A parte de que sí que era cierto lo del trabajo, no me creo que haya estado todo el día trabajando en el. 

-Sabes a que me refiero.

Ella no contestó.

-¿Por que no me has hablado en clase? Ni siquiera me has saludado.

-No todos tienen días perfectos.

Nos quedamos las dos en absoluto silencio y no sabíamos que decir para cortarlo. 
Estaba en la duda de preguntarle si ella había visto algo en el cajón, pero no sabía si iba a ser una buena idea. De pronto, Emma me preguntó una cosa que no me esperaba.

-Antes, he visto a Jack un poco raro. ¿Sabes algo?

-Emm... bueno, es que, estaba haciendo un trabajo con Steve, y cuando he entrado en la habitación, Jack le estaba pegando. Y pues como comprenderás, lo he echado de mi habitación.

-Pues no, Ana, no estoy de acuerdo. ¿No te parece un poco raro que Jack, el mismísimo Jack, un ángel de persona (nunca mejor dicho) le pegue a Steve?

-Emma, sabes perfectamente que lo odia.

-Jack no le haría daño ni a una mosca, Ana.
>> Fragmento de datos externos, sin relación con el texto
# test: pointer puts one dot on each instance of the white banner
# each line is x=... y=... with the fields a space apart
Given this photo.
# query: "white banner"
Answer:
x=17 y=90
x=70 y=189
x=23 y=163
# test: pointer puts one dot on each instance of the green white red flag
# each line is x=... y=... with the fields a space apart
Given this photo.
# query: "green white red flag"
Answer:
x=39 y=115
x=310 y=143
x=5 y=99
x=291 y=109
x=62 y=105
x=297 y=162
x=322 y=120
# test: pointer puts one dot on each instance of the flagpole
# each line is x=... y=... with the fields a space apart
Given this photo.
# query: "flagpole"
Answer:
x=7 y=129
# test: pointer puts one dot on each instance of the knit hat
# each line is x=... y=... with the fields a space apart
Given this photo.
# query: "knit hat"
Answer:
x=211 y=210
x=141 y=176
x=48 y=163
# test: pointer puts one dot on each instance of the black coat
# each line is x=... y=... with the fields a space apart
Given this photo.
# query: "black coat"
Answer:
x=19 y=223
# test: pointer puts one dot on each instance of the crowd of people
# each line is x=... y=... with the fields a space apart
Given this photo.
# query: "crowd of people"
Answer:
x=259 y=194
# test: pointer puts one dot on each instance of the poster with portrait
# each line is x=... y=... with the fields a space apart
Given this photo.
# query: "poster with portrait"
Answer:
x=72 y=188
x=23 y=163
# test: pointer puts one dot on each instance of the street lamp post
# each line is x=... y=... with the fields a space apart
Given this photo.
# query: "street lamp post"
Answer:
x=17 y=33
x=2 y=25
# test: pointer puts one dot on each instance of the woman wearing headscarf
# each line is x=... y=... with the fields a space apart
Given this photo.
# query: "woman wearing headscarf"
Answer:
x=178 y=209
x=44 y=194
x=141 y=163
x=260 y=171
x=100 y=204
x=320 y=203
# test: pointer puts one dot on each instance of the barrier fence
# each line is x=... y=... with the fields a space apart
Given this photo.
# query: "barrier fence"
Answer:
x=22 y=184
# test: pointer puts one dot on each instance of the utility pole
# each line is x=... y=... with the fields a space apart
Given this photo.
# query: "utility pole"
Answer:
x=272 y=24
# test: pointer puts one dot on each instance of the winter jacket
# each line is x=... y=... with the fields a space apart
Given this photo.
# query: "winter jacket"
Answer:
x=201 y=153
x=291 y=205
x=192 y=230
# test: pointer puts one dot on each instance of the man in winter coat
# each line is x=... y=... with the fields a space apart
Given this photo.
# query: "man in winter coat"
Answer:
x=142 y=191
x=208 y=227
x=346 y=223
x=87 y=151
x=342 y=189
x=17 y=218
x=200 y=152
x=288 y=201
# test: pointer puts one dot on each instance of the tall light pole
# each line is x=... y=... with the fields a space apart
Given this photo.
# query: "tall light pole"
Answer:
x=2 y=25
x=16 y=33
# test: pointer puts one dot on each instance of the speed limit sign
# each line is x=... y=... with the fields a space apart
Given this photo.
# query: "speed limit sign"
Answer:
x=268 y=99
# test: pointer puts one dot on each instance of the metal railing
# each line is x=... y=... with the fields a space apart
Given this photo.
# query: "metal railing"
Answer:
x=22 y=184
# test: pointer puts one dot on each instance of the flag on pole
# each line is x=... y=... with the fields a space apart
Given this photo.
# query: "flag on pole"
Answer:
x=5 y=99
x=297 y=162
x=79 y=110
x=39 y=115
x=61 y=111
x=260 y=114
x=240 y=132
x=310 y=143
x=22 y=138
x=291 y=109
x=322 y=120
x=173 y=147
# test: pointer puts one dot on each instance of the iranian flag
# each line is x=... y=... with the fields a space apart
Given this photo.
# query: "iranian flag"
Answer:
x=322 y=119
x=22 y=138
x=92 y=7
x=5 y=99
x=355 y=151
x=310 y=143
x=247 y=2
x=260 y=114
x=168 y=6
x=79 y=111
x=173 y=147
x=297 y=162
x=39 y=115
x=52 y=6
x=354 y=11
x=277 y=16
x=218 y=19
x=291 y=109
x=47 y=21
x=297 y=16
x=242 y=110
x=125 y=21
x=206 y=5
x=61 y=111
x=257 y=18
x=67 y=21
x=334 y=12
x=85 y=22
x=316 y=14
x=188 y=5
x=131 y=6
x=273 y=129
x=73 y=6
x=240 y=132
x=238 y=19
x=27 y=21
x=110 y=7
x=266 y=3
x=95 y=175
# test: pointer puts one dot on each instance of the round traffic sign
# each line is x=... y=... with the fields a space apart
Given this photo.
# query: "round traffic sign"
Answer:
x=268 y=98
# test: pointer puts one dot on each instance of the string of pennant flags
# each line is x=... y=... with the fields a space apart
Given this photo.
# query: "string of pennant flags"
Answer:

Lo habrá hecho por una buena razón. Y dime, ¿Te ha dicho por que lo ha hecho?

-Pues verás... -Miré hacia el suelo, avergonzada.-No le he dejado que me dijera nada.
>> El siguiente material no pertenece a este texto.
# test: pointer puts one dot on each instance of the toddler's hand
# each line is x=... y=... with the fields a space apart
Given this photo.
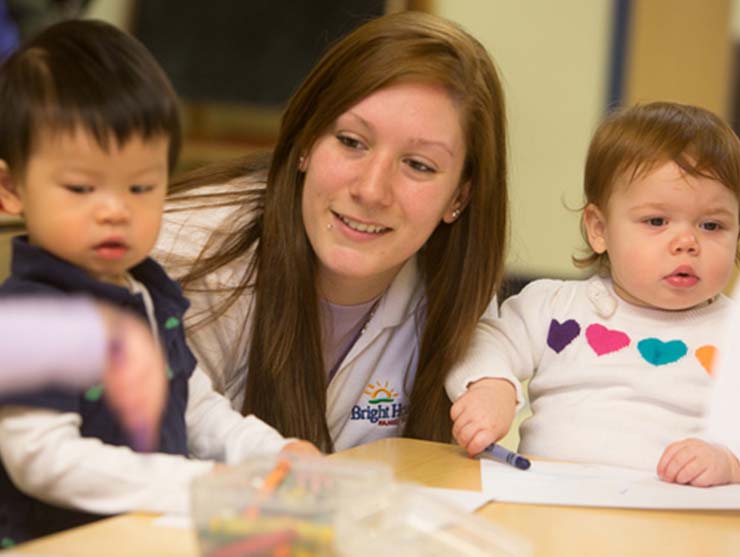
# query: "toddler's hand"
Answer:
x=300 y=448
x=698 y=463
x=135 y=380
x=483 y=415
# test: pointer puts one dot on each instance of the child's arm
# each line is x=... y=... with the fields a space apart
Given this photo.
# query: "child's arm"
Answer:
x=699 y=463
x=46 y=457
x=217 y=431
x=85 y=342
x=485 y=386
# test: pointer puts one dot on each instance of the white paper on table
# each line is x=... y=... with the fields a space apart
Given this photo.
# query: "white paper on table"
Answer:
x=595 y=485
x=181 y=521
x=470 y=501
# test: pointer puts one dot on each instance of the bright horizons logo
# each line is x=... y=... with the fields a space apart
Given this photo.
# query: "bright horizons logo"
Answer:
x=381 y=408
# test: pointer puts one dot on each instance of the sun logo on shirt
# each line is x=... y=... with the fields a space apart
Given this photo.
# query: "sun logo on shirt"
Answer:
x=380 y=393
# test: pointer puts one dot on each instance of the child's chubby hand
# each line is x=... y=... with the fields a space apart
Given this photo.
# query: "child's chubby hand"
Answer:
x=483 y=415
x=135 y=379
x=303 y=448
x=698 y=463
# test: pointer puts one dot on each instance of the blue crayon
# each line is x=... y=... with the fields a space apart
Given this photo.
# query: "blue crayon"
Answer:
x=497 y=452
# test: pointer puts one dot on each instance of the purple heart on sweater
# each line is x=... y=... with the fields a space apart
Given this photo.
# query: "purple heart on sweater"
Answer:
x=561 y=335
-¡Pero Ana! Mira que eres única. Ve a hablar con él, anda. Os habéis hecho muy buenos amigos, no deberíais estar así.

-Si de verdad me quisiera recuperar, al menos, me habría vuelto a hablar después del beso.-De pronto me quedé callada, Emma no sabía nada de eso, y me había delatado yo sola.

La sonrisa de mi compañera le ocupó toda su cara.

-¿Os besasteis y no me dijiste nada? ¿Pero que clase de amiga eres?

-Bueno, en realidad, me besó él.

-Eso es perfecto.

-Me enteré de que Amy y él, nunca han estado juntos.

Emma puso una cara extraña que no sabía descifrar.

-Espera, ¿Lo sabías? ¿Sabía que nunca habían estado juntos?-Le pregunté enfadada.

Ella asintió avergonzada.

-¿Y la mala amiga soy yo?

-Lo hicimos por ti.

-¿Por mí?-Pregunté.

-Ya lo sabrás por ti misma.

Apreté la mandíbula, nunca me iban a decir nada. 
Después me dirigí hacia la puerta para hablar con Jack de lo ocurrido, pero antes de cerrar la puerta no pude evitar preguntar.

-¿Ayer abriste mi cajón?

Emma me miró sin saber a que venía eso.

-No, ¿Por qué?- Contestó. 

-Nada, olvídalo. -Y después de mandarle una sonrisa de despedida, cerré la puerta.